F-DCAL 1/144 de Havilland Comet I Decals

By Chris Banyai-Riepl

F-DCAL has come out with several decal sets for the Comet I, designed to be used with the F-RSIN Comet I conversion (reviewed here). The first sheet handles BOAC, providing markings for either G-ALYP or G-ANAV. G-ALYP was the first production Mk. I Comet and was lost off Elba on January 10, 1954. The second option, G-ANAV, was the first Mk. IA Comet and operated with the joint “Springbok” service with South African Airways. The decal sheet includes the cheatlines, BOAC titles, and tail markings. The cheatlines are split into front and rear pieces to make up for any discrepancies in the shortening of the fuselage. Door outlines are also included, as well as extra registration letters.

The second sheet heads across the Channel, with a Comet Mk. I (F-BGNX) from Air France. This classic livery will look quite nice on an early Comet. An interesting method on this sheet is the dual printing of the cheatlines and the tail flash. One set is printed on white decal paper for better opacity. As the cheatline separates the upper white from the lower natural metal finish, this will give some extra leeway in masking the separation. In addition to the regular Air France livery markings, the sheet includes extra seahorse emblems for both the nose and the tail.
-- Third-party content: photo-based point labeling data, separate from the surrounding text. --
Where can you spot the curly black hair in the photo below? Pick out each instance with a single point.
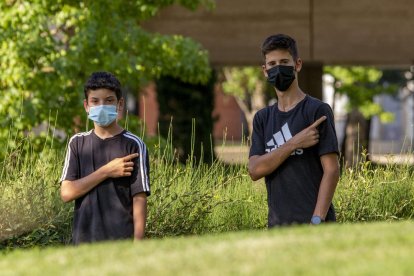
(280, 41)
(100, 80)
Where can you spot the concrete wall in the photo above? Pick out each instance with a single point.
(362, 32)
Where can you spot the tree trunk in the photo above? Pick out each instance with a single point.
(356, 139)
(252, 105)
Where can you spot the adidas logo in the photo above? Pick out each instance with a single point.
(279, 138)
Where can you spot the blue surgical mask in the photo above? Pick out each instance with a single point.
(103, 115)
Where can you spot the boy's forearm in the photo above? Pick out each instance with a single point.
(140, 215)
(71, 190)
(260, 166)
(325, 195)
(328, 184)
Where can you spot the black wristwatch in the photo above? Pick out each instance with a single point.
(316, 220)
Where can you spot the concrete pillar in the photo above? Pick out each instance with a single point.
(310, 79)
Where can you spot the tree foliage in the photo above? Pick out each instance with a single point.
(360, 84)
(248, 86)
(49, 47)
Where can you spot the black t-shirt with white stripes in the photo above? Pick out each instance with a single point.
(292, 189)
(106, 211)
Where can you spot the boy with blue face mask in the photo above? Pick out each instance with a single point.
(106, 170)
(294, 145)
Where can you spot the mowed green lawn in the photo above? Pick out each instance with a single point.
(337, 249)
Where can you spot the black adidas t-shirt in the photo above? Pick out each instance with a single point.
(292, 189)
(106, 211)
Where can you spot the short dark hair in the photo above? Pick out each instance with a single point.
(105, 80)
(280, 41)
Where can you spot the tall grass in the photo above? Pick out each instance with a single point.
(372, 192)
(29, 194)
(190, 198)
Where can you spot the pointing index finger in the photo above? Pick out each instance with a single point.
(130, 157)
(319, 121)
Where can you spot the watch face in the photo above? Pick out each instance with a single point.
(316, 220)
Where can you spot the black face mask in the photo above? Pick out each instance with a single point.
(281, 76)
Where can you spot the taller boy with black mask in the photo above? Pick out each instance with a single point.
(106, 170)
(294, 144)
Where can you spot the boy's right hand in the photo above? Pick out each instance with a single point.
(309, 136)
(120, 167)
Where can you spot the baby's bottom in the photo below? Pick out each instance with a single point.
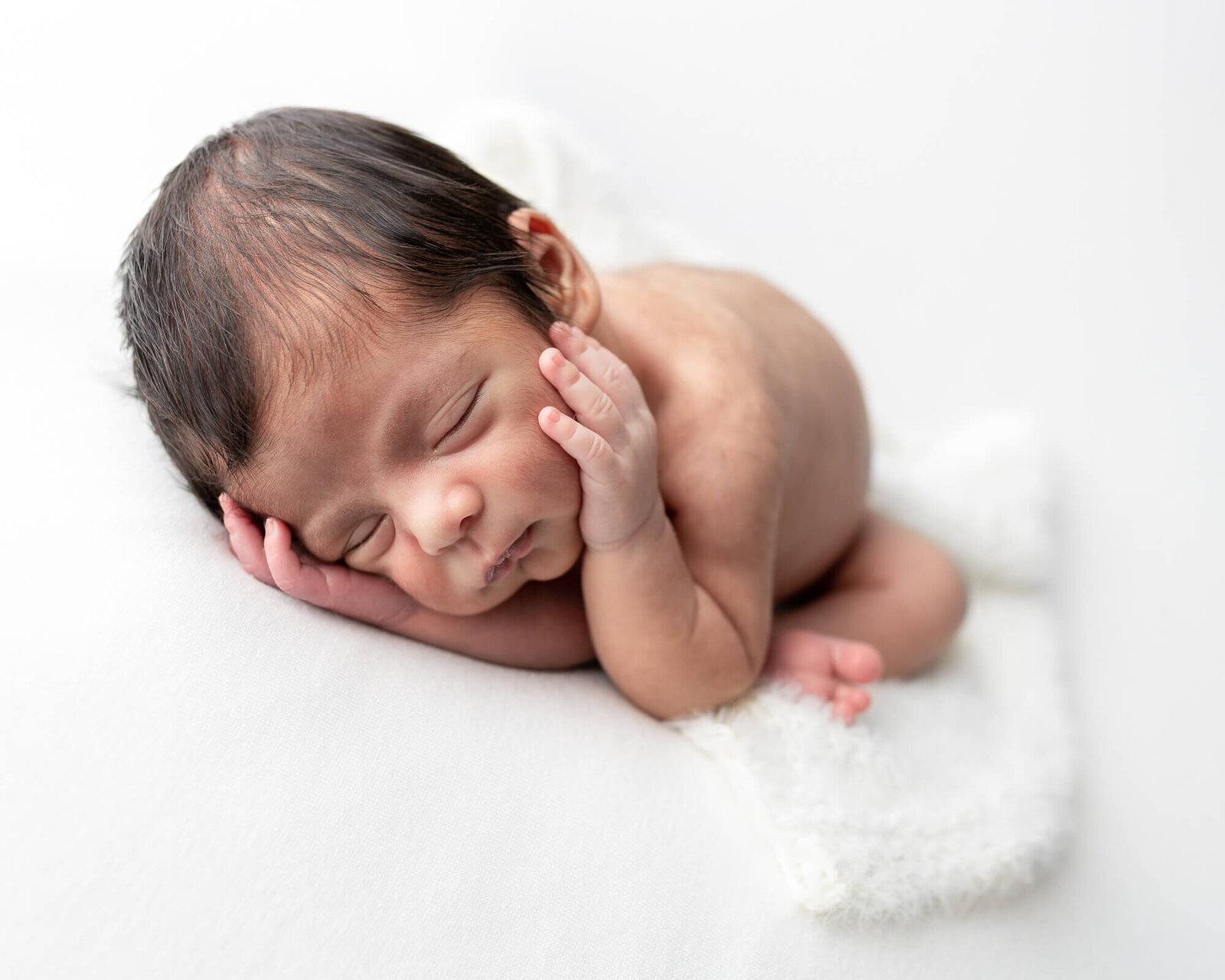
(890, 606)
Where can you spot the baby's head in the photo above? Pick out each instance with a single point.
(337, 322)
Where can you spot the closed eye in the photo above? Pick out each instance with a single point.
(455, 429)
(367, 537)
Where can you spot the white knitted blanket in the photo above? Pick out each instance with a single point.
(952, 787)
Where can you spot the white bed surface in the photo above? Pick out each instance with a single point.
(994, 206)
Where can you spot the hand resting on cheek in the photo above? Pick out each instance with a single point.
(273, 560)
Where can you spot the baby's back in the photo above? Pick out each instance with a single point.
(761, 416)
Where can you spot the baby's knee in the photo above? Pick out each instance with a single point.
(939, 591)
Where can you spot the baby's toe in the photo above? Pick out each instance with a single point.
(858, 663)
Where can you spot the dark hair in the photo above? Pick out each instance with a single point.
(291, 216)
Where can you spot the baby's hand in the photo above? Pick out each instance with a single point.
(612, 436)
(271, 557)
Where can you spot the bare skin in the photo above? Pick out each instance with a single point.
(674, 484)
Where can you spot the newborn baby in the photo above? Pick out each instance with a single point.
(413, 403)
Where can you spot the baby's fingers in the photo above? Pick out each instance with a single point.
(245, 541)
(299, 579)
(606, 371)
(592, 453)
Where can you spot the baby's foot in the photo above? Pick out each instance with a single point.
(826, 667)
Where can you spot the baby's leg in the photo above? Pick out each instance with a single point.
(892, 604)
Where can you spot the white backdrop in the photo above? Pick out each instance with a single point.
(992, 204)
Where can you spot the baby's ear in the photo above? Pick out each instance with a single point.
(573, 291)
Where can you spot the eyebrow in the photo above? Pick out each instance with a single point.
(404, 413)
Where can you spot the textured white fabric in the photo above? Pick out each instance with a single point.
(956, 784)
(205, 778)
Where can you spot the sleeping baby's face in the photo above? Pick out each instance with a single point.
(420, 457)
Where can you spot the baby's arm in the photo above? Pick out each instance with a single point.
(674, 642)
(542, 626)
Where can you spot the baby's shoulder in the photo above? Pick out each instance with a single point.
(690, 334)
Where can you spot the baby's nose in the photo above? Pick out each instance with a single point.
(451, 518)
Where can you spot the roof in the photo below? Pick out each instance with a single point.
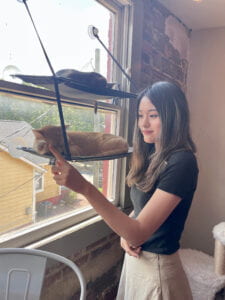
(14, 134)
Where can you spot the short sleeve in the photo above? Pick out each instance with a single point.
(180, 175)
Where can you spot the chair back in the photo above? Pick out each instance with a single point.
(22, 273)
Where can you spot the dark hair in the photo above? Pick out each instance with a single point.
(172, 107)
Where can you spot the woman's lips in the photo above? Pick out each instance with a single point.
(147, 132)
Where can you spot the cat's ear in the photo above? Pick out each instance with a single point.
(37, 133)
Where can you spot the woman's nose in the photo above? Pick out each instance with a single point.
(146, 122)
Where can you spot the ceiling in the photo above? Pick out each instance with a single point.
(198, 15)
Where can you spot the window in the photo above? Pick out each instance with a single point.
(38, 182)
(31, 202)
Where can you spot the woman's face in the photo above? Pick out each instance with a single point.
(149, 122)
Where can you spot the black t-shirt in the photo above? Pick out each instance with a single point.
(179, 178)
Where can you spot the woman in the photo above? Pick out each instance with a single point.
(163, 178)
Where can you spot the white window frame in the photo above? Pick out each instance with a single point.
(123, 54)
(41, 179)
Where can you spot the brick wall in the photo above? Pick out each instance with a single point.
(165, 46)
(101, 265)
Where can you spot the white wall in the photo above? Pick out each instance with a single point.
(206, 96)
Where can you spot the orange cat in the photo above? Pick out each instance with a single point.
(80, 143)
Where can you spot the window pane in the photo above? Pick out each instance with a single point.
(63, 28)
(28, 194)
(28, 191)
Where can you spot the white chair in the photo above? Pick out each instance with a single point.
(22, 273)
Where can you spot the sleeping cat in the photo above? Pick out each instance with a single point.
(91, 79)
(80, 143)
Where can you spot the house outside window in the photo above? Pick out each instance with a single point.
(25, 106)
(38, 182)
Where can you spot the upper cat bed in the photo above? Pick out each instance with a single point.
(75, 89)
(80, 158)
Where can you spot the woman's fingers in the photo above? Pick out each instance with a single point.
(129, 249)
(57, 155)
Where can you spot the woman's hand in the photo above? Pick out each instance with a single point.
(132, 251)
(65, 174)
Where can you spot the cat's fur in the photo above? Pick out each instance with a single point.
(90, 79)
(80, 143)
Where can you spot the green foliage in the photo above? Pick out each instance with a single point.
(79, 119)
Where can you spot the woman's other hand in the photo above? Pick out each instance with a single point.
(132, 251)
(65, 174)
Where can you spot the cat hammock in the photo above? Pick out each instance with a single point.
(79, 158)
(65, 85)
(74, 89)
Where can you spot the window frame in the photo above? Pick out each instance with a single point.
(43, 229)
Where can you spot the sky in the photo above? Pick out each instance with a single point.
(63, 28)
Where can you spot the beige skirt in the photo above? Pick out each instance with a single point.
(153, 277)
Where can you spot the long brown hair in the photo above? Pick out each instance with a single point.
(172, 107)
The third sheet provides another French Comet Mk. I, this one from UAT Aéromaritime. This attractive livery features a cheatline of yellow and blue, with matching UAT titles for the fuselage. The tail has the French national colors of blue, white and red, with five yellow stars in the white section. Three registrations are included, these being F-BGSA, F-BGSB and F-BGSC. Like the Air France sheet, this one also has the cheatline printed on white decal paper to help with opacity and in masking the separation between the white and natural metal sections.

All three sheets are printed with a laser printer, which means that they are translucent. Going down over a white fuselage, this will be no problem at all, and explains why on the UAT and Air France sheets the cheatlines are printed on white decal paper. Like other non-silkscreened decals, there are no alignment problems here, as they are printed in a single pass. Any one of these would make for an attractive finish for a Comet I, and if you’re building the F-RSIN conversion, definitely check these decals out.